Every Sunday was a holiday at the Farm. The cars would start to arrive and my sister's and brother's families would pile out and come into the house. Mom was ready for them, with biscuits ready to go, food ready for the table. The old farmhouse rang with laughter and chatter. I was always happy with Sundays, summer or winter. We didn't have sleds. We didn't have skis. So we improvised, sliding downhill on old apple tree limbs, building igloos out of the snow. Winter is so much more fun during childhood. When you are adult, that snow is an impediment, because you have to get to work or to the grocery store. When you are a child, it is magical, it is a playground sent from Heaven for children to enjoy.

In the early afternoon, it was time for dinner. Planks would be placed from one chair to another, to provide more room for everyone to sit. The piano bench was carried in from the living room, the old broken-down kitchen chairs teetered as you sat. It was great fun, but sometimes you could only eat the food that was placed directly in front of you, because by the time it was passed around, the dishes were empty.

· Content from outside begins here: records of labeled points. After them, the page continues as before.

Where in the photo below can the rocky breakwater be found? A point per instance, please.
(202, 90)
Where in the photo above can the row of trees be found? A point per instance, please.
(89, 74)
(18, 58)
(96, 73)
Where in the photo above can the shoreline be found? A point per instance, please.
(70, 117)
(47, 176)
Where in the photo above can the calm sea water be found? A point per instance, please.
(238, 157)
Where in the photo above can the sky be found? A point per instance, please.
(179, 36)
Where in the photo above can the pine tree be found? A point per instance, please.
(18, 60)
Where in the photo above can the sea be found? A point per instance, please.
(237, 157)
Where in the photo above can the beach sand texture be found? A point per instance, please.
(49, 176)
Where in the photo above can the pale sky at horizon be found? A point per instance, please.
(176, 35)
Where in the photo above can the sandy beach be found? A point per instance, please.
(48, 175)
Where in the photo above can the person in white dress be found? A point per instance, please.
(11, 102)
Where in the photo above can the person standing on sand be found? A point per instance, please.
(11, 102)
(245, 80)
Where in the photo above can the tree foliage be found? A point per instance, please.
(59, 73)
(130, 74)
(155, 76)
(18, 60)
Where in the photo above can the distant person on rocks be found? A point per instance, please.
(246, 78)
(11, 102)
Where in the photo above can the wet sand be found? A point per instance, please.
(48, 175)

I remember them all. Bud (Harold) was the sensible one..."Come on, now, let's settle down and eat!" Hubert was the instigator. Connie, my sister in law, was the madcap. Geraldine sat in the midst of the fray looking, as usual, as though she had just stepped out of a salon. Harry sat next to Jewell, his new wife, who looked as though she had entered the gates of Bedlam. Herman pontificated about his latest idea, while Dorothy, his wife, rolled her eyes and reached for a biscuit. They all were there, just about every Sunday, and the old house reverbated with noise and confusion, its timber floors rattling and shaking as the children played together.

It was shattering for me to learn as I grew into adulthood that some people spend their younger years in absolute misery with uncaring parents and no relatives. Then, too, some people had organized, sedate childhoods, with no uproars, no music, no raucous laughter. I went to school with these girls, starched and prim in their new clothes. I viewed them with both curiosity and alarm. They even wore boots in the wintertime, neat little boots, sometimes decorated with tassels or fur. They were like people from another planet, another universe, foreign to me.

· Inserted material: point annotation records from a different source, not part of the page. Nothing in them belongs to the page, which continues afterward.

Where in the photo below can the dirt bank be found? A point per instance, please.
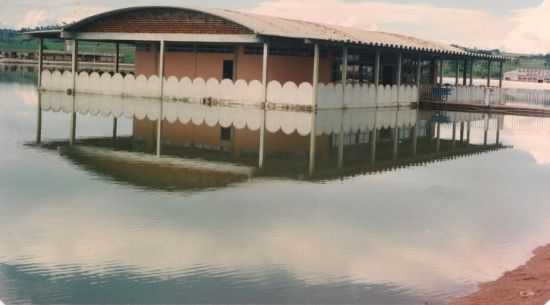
(526, 285)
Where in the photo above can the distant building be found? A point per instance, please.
(529, 75)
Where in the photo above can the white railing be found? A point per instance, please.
(330, 96)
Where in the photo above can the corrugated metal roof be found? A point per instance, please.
(289, 28)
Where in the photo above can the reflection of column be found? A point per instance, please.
(72, 139)
(314, 109)
(415, 139)
(161, 102)
(486, 130)
(438, 138)
(399, 75)
(462, 132)
(312, 145)
(395, 143)
(40, 61)
(74, 65)
(117, 58)
(115, 127)
(468, 131)
(341, 143)
(373, 137)
(39, 119)
(499, 126)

So, like most children, I lived in my own world, unaware that there was a real world out there. The only Black I ever saw were those friends of my father's who came to talk about horses. I never met a Hispanic, an Italian, or any other person of different nationality. My childhood world was a small one, miniscule, peopled by a great group of family members. My best friends were my neices, my nephews and our herd of dogs. It was the dogs that comforted me in unhappy moments, when someone had yelled at me or hurt my feelings. Then I would sit at the side of the farmhouse, sniffling, as a bevy of sympathetic wet noses gave me canine kisses to cheer me up.